Hugh Jeffrey Treadway (born January 22, 1963) is an American former professional baseball second baseman. He played in Major League Baseball (MLB) for the Cincinnati Reds, Atlanta Braves, Cleveland Indians, Los Angeles Dodgers, and Montreal Expos between 1987 and 1995. Due to injuries leading to shoulder and hand surgeries as well as position battles, he only averaged 84 games per year. His career batting average was .281. His postseason hitting was clutch, in just 8 games he had 11 at bats with 4 hits and a walk for an OPS of .780. Both Atlanta World Series appearances he played in finished with losses, in 1991 to the Twins and in 1992 to the Blue Jays.

Treadway was born in Columbus, Georgia, and was drafted by the Montreal Expos in the 18th round of the 1981 MLB January Draft-Regular Phase from Middle Georgia College. The beginning of his MLB career started in 1987 with the Cincinnati Reds undrafted. He was traded / sold at the end of spring training in 1989 to the Atlanta Braves. His full-time role there lasted two and a half years before Mark Lemke started to take over second base duties.
By far the biggest offensive highlight of his career came on May 28, 1990. It was in Veteran's Stadium in Philadelphia on the night the Phillies were retiring future Hall Of Famer Mike Schmidt's number. Treadway hit three home runs that night off three different pitchers. There was one more full season of part-time play in 1992 for Atlanta before being released.

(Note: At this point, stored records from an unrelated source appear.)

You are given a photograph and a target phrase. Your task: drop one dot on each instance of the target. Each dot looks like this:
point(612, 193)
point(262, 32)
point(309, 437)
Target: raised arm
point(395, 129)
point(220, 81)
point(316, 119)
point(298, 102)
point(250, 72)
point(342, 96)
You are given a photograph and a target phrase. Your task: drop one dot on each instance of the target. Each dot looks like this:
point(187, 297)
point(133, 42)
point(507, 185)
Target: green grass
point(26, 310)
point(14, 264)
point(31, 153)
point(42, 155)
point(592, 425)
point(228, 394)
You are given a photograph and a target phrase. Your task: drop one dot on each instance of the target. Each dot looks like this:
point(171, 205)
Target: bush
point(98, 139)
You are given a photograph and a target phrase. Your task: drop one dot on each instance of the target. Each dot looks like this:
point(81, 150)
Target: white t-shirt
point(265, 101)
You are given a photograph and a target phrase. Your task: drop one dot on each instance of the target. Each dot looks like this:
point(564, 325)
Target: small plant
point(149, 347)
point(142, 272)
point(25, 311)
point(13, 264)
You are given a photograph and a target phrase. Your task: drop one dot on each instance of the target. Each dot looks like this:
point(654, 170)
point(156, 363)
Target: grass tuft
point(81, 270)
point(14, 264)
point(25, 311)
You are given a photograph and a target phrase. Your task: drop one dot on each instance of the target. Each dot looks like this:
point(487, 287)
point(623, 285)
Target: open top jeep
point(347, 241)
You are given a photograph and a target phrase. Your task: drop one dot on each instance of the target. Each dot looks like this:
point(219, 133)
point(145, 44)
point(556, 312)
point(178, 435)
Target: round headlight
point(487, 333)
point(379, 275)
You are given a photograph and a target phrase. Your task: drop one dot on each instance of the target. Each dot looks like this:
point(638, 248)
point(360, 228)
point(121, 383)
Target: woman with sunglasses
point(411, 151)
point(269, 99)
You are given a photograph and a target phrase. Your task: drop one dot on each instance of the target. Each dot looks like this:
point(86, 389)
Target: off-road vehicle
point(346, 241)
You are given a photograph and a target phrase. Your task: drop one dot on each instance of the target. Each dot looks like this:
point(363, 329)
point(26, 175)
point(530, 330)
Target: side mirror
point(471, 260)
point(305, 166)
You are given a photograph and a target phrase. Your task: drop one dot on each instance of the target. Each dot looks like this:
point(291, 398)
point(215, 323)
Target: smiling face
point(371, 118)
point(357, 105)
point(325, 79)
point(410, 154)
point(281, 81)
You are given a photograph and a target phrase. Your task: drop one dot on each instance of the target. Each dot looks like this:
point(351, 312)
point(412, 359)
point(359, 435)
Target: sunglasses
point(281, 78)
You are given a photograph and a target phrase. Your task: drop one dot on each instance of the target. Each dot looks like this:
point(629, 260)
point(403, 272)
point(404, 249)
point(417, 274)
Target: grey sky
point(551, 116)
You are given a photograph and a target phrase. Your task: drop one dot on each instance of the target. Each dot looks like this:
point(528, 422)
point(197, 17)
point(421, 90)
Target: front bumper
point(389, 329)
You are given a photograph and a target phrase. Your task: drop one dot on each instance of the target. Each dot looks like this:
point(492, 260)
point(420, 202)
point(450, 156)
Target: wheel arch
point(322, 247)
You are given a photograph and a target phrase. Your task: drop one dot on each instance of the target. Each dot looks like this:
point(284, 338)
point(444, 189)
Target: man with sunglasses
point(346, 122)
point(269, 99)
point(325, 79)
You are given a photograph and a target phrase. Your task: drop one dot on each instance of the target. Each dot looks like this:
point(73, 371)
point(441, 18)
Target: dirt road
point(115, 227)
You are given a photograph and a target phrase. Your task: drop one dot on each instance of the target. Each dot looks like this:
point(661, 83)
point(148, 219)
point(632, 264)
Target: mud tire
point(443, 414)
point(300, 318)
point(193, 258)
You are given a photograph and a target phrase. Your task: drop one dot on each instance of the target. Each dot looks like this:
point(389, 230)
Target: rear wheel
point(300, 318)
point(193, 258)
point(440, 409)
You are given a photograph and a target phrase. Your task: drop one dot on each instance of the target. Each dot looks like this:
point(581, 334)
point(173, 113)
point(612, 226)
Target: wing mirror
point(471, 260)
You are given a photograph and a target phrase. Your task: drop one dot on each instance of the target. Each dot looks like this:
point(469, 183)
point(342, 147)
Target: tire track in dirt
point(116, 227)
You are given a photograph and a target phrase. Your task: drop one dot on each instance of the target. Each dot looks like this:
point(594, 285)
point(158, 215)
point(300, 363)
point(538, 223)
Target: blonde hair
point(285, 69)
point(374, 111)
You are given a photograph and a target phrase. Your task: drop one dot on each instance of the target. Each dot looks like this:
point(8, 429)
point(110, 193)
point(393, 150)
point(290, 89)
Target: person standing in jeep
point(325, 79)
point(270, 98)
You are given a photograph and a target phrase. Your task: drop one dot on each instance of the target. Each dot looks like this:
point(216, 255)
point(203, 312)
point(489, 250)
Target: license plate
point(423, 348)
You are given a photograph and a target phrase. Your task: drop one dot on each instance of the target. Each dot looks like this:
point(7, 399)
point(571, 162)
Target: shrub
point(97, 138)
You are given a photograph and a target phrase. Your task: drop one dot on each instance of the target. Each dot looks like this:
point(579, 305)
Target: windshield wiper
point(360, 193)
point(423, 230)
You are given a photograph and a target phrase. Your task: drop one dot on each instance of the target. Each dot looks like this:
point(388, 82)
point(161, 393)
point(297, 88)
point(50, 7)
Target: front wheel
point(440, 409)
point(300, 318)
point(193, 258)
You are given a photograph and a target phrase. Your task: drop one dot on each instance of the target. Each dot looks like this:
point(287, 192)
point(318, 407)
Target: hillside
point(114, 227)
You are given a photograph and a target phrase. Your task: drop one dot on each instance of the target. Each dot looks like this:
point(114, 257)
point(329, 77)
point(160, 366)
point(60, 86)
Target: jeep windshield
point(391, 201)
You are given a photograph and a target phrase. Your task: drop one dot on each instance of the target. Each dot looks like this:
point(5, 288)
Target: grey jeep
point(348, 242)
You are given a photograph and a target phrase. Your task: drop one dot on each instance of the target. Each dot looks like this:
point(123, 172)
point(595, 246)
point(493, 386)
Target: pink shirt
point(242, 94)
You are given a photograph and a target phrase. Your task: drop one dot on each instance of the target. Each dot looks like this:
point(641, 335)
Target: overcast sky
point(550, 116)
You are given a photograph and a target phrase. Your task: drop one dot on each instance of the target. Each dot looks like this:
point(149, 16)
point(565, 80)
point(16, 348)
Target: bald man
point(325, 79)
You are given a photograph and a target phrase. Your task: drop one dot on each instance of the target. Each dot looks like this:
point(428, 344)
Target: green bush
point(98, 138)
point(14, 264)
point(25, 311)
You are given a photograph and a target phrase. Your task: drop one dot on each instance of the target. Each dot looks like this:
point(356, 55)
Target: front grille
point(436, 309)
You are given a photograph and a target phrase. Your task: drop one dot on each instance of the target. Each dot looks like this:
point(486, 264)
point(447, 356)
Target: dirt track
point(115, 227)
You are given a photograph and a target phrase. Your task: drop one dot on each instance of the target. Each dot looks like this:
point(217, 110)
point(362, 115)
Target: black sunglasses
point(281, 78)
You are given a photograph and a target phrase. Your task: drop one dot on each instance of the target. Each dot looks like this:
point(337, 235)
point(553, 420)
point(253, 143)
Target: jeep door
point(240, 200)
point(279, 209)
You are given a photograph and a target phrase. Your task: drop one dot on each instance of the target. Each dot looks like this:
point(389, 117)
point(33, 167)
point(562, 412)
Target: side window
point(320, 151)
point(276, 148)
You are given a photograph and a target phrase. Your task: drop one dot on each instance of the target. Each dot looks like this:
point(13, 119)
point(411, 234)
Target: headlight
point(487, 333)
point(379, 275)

Within a month he was signed by the Cleveland Indians. His full season of play for the Tribe meant him playing more games at third base than second. He was granted free agency at the end of the 1993 season.

In late 1993 the Los Angeles Dodgers signed Treadway, where he played an even mix of second and third base until May of the 1995 season. He was then traded to the team that had originally tried to draft him out of high school, the Montreal Expos. 41 games and 55 at bats there were his final as a major leaguer. He announced his retirement on September 16, 1995.

Treadway attended the University of Georgia and played baseball for the Bulldogs from 1982 to 1983.

He is one of the few major leaguers to have successfully completed the hidden ball trick, accomplishing it at least twice.

After leaving major league baseball, Treadway managed the minor league Macon Braves for two seasons starting in 1999. He then joined the staff of Stratford Academy in 2003, where he has managed the Macon, Georgia-based high school baseball and softball programs. He led the baseball team to the GISA State Championship in 2007 and the fast-pitch softball team to GISA state championships in 2009, 2010, 2011, and 2012. As of 2022, he is an assistant baseball coach at Stratford.